En fait, on l’a compris, le véritable sujet est une seconde naissance, ici, celle de l’écrivain. Écrire c’est réengendrer son nom, devenir le père de sa généalogie. Et dans l’esprit de Yann Moix, cela se relie à une de ses obsessions ardentes: le Christ. Il a sur ce sujet sa conviction récurrente. Le Christ n’est pas du côté de l’Enfant Jésus, non, il est le Fils qui choisit son Père. (J’ai résumé vite!).

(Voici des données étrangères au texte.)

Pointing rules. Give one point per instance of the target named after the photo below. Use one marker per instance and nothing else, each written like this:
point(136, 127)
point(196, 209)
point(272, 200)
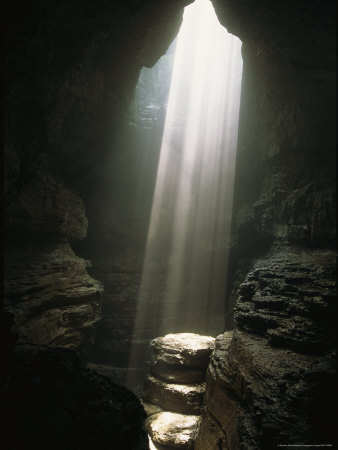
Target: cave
point(87, 95)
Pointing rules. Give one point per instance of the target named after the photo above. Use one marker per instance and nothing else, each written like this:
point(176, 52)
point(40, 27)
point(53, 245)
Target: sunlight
point(184, 272)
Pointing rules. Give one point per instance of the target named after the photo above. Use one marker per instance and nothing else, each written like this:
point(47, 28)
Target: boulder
point(51, 401)
point(178, 374)
point(183, 349)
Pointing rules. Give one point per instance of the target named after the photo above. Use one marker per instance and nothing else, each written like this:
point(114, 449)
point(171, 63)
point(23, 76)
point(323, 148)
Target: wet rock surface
point(51, 401)
point(51, 296)
point(173, 407)
point(172, 430)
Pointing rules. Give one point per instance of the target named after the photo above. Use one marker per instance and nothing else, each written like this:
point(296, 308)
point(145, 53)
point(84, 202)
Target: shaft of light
point(185, 265)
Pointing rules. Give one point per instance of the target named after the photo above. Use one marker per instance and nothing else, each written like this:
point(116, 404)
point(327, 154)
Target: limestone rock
point(177, 431)
point(178, 374)
point(184, 398)
point(51, 401)
point(210, 436)
point(151, 409)
point(52, 298)
point(261, 396)
point(183, 349)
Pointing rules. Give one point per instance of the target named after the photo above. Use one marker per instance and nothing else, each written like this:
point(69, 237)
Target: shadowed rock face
point(273, 383)
point(70, 70)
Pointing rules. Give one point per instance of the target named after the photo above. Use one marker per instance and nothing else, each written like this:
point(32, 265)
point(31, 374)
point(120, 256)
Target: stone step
point(183, 349)
point(171, 431)
point(183, 398)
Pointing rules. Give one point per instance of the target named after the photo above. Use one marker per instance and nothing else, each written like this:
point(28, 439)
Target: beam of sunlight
point(184, 271)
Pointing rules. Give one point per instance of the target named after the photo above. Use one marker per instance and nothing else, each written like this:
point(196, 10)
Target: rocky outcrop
point(291, 300)
point(61, 112)
point(267, 384)
point(173, 431)
point(52, 298)
point(173, 407)
point(51, 401)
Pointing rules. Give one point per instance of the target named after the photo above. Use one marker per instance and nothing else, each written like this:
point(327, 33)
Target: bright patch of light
point(183, 280)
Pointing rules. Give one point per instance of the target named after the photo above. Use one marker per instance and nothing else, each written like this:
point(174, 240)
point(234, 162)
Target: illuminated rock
point(178, 374)
point(184, 398)
point(183, 349)
point(173, 430)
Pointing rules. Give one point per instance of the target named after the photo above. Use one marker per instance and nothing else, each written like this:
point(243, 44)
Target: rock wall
point(71, 68)
point(271, 384)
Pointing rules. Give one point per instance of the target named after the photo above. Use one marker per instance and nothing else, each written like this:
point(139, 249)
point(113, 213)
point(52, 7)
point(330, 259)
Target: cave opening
point(184, 270)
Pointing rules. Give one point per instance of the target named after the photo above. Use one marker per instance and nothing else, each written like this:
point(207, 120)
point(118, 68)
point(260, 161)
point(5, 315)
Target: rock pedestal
point(173, 392)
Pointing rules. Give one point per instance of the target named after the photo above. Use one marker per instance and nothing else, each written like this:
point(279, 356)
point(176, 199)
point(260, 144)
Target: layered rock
point(52, 298)
point(267, 384)
point(46, 286)
point(173, 405)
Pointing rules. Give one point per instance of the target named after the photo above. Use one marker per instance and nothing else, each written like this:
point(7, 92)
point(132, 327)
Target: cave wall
point(272, 383)
point(71, 68)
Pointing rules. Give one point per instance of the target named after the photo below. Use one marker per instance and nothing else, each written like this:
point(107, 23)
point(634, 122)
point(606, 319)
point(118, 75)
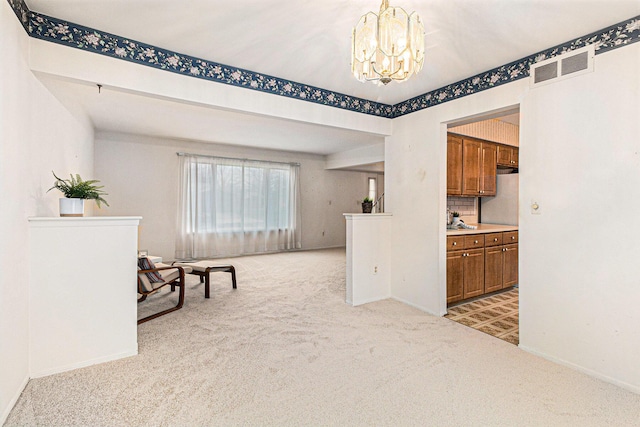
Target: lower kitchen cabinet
point(510, 268)
point(487, 263)
point(465, 274)
point(500, 267)
point(493, 268)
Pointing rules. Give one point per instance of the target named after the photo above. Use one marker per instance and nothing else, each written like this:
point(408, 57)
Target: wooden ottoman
point(203, 269)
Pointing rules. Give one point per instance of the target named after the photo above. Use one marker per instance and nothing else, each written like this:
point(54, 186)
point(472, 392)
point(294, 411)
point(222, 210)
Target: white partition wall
point(368, 268)
point(82, 293)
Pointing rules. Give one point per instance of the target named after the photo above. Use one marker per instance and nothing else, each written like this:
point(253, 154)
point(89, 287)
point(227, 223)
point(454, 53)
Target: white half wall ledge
point(370, 155)
point(368, 258)
point(78, 318)
point(113, 74)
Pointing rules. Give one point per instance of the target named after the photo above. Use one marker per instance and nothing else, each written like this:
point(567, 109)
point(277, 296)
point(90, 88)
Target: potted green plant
point(367, 205)
point(76, 191)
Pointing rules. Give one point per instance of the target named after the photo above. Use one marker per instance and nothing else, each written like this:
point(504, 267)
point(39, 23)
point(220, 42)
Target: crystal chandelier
point(388, 46)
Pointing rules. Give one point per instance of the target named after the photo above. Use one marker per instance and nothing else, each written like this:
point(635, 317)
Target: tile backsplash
point(467, 206)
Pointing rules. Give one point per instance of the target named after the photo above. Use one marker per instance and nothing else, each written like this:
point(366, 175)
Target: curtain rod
point(179, 153)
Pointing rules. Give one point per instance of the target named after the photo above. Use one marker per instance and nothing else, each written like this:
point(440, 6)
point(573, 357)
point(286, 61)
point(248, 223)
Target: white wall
point(36, 136)
point(579, 269)
point(579, 158)
point(141, 176)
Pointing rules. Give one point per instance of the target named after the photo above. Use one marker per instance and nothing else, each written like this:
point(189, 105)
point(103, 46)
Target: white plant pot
point(71, 207)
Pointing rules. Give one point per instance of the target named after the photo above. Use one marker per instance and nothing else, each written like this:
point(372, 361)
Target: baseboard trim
point(84, 363)
point(587, 371)
point(419, 307)
point(13, 401)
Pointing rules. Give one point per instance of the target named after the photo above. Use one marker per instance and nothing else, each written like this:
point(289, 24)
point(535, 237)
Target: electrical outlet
point(535, 207)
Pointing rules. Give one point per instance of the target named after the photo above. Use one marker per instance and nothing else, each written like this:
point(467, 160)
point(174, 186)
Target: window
point(232, 206)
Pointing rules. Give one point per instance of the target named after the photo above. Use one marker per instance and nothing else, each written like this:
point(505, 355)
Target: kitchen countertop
point(482, 228)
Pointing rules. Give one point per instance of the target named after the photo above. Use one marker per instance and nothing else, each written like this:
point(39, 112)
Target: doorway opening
point(482, 223)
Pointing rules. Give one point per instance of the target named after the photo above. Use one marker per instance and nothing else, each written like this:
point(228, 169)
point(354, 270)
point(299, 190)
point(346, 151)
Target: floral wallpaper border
point(613, 37)
point(92, 40)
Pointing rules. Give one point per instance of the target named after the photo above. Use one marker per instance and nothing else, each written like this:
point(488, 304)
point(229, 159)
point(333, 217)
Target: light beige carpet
point(284, 349)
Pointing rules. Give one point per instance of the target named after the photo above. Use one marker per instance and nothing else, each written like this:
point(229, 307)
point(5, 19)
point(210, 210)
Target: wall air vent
point(570, 64)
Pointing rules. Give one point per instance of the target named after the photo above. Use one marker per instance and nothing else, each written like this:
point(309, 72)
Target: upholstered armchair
point(152, 278)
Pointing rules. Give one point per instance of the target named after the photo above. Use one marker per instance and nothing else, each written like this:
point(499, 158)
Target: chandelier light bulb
point(387, 46)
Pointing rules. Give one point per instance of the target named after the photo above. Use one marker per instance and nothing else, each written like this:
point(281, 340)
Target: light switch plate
point(536, 209)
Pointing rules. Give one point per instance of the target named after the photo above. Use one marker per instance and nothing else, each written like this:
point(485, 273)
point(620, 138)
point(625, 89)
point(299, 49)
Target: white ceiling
point(308, 41)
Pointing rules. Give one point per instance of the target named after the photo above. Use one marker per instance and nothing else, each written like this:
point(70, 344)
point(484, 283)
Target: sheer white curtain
point(233, 207)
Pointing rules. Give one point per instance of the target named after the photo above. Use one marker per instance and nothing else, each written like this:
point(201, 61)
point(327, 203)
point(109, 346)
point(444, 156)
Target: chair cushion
point(145, 263)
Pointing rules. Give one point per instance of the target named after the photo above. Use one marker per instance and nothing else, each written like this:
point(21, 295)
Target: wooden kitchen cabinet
point(493, 268)
point(500, 267)
point(471, 167)
point(507, 156)
point(454, 165)
point(510, 266)
point(465, 268)
point(488, 167)
point(481, 263)
point(471, 157)
point(473, 262)
point(455, 276)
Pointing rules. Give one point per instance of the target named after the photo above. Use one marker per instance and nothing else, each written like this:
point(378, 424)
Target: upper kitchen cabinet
point(507, 156)
point(471, 167)
point(454, 165)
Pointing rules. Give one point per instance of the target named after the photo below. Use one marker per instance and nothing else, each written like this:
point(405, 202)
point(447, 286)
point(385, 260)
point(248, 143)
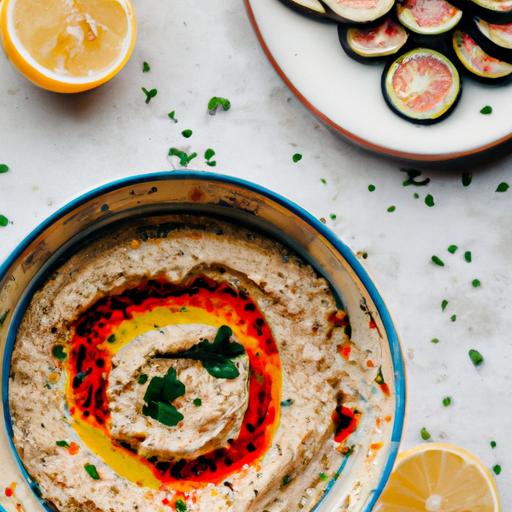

J’espère qu’il n’y a pas là de quoi nous flanquer un nouveau concile sur la Trinité et un schisme.
Laissez-vous surfer!
Donc Yann Moix ose tout. Entre autres, une énumération de dix pages de ses œuvres préférées. Le beau linge regorge, mais dans la peinture, horreur!, il oublie l’immense Rubens, le champion comme lui du baroque! Et l’infini des Grandes Décorations de Monet, les Nymphéas peints pendant la Grande Guerre. Las! Las!… Un poème de dix pages en alexandrins souligne encore l’enfance maltraitée de Yann (justifiée a posteriori par les oublis ci-dessus!). Une scène d’enchères burlesques assaisonnée d’autres digressions gigognes peut nous faire traverser des années-lumière de roman. Point de digues! Des pages très inspirées évoquent la mort d’Alain-Fournier et de Charles Péguy en 14. Mais il y a une foule d’intermèdes plus rigolos sur la Corée, voire sur un Boeing bourré de touristes… Yann Moix, au fond, parle assez peu, ici, des amours de sa vie. Il délègue la question à un long discours sur le sexe chez Bataille, l’érotisme de la frénésie, de la folie. Voilà un tsunami dont il faut profiter, il ne tue pas! Laissez-vous surfer sur la vague géante de la littérature sans bornes.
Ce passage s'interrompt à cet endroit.